Манифест 17 октября в деревне*
По внешнему виду родной город выглядел так же, как и раньше: та же площадь, куда по субботам съезжаются на базар мужики; те же ряды лавок, у которых вечно стоят черные «длиннополые» купцы, пронизывающие своим особенным провинциальным внутренним взглядом всякое новое лицо.
Знакомство с новой жизнью города началось лишь мало-помалу.
– Ну, как?
– Слава богу, у нас покойно. К нам даже из Москвы господа приезжают, а из уезда так каждый день помещики перебираются. Известное дело, боятся.
Мало-помалу знакомлюсь дальше: в городе митинги; есть социал-демократическая партия; чуть избежали еврейского погрома; гимназисты подали прокурору петицию об автономии гимназии, о выборе самими учениками учителей. Но самое любопытное, это – «зимние дачи». Помещики отправляют свои семьи для безопасности в город; нанимаются маленькие квартиры, перевозятся и складываются вещи.
– Федор Петрович, и вы здесь?
– Здесь, здесь, только не по своей воле; домашние обманом заманили сюда, да и арестовали, вещи перевезли. Живем в двух комнатках. Зайдите, у нас барышни, рояль перевезли.
В передней масса всевозможных вещей. Развязывают огромную корзину. Ввинчивают ножки рояля, а маленькая девочка уже играет «Чижика».
– Не капризничай, Маша, мужики придут.
– Мама, а что, забастовка кончилась?
– Кончилась, кончилась.
Мальчики играют в мужиков и помещиков. По сигналу: «мужики идут» – помещики схватывают свои вещи и несут в другую комнату. Немножко жаль старика Петровича – он с незапамятных времен сросся с землей. Но, в общем, на зимних дачах оживленно.
Еду в деревню. И тут с виду все по-старому, только в саду пасется стадо крестьянских коров да в лесу идет «подчистка» целым обществом. Дома бесконечные разговоры на тему: мужики идут!
Когда-то привозил столько новостей в деревню. Теперь не то. Теперь я здесь – отсталый человек. Мои петербургские впечатления тонут в море фактов, поднятых местной жизнью. Много сделала и пресса: благодаря ей рассказывать нечего.
Спрашиваю:
– Манифест читали?
– У нас еще не читали. Староста сказывал, в прочих местах о земле читали, что от помещиков отбирать будут. У нас пока нет.
На другой день и у нас читают манифест, то есть спустя уже более месяца после его выхода.
– Нельзя же, значит, предписания такого не было.
Священник выходит на амвон с большим листом; нагольные душистые полушубки теснятся ближе к нему и замирают. Тихо. Всякий боится недослышать царское слово о земле.
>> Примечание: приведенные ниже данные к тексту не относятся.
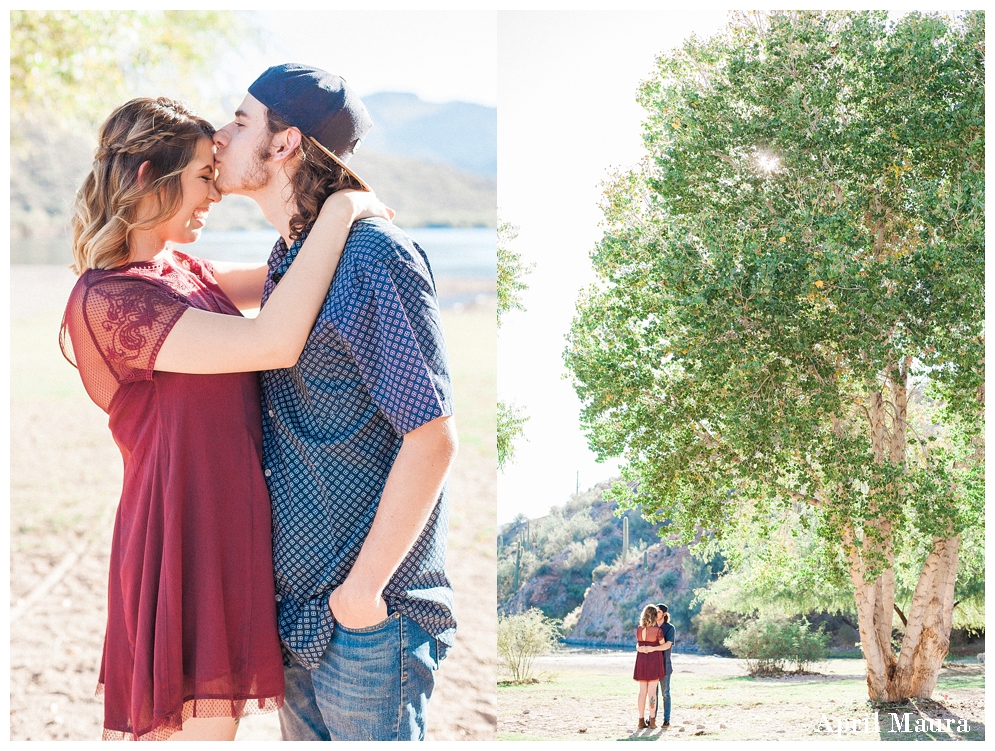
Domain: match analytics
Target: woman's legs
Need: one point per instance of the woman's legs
(207, 729)
(651, 691)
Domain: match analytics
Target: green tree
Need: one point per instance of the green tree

С утра до ночи только и толков, что земля отходит. Старики рассказывают, что как раз так было, когда волю объявили. Тоже так поговорили, поговорили, а потом и воля вышла. Другой так уверился в нарезку земли, что думает: хорошо бы и другую лошадку к весне прикупить, на одной не управишься. И все слушают, стараясь не проронить ни одного слова: кто сосредоточился на почернелой иконе божией матери, а кто просто уставился вверх. Тончайший тенор пастыря выводит:
– «Мы, самодержец… и прочее, и прочее, и прочее. Признав за благо…»
«Ага, это об замирении», – думают мужики, дожидаясь возвещения «нарезки земли».
И опять тонкий тенор:
– «Мы, самодержец… и прочее, и прочее, и прочее».
Долетают: «неприкосновенной личности, гражданской свободы, дан сей…» О земле ничего не сказано.
И снова тенор выводит:
– «И прочее, и прочее, и прочее». Читается третий манифест о выкупных платежах. И тут о нарезке ничего.
Православные расходятся в недоумении. Кругом говорят о нарезке, а в манифесте ничего не сказано. Да быть того не может, это поп замалчивает.
– Слышал, как он об смуте-то неявственно читал. Известное дело, замалчивает.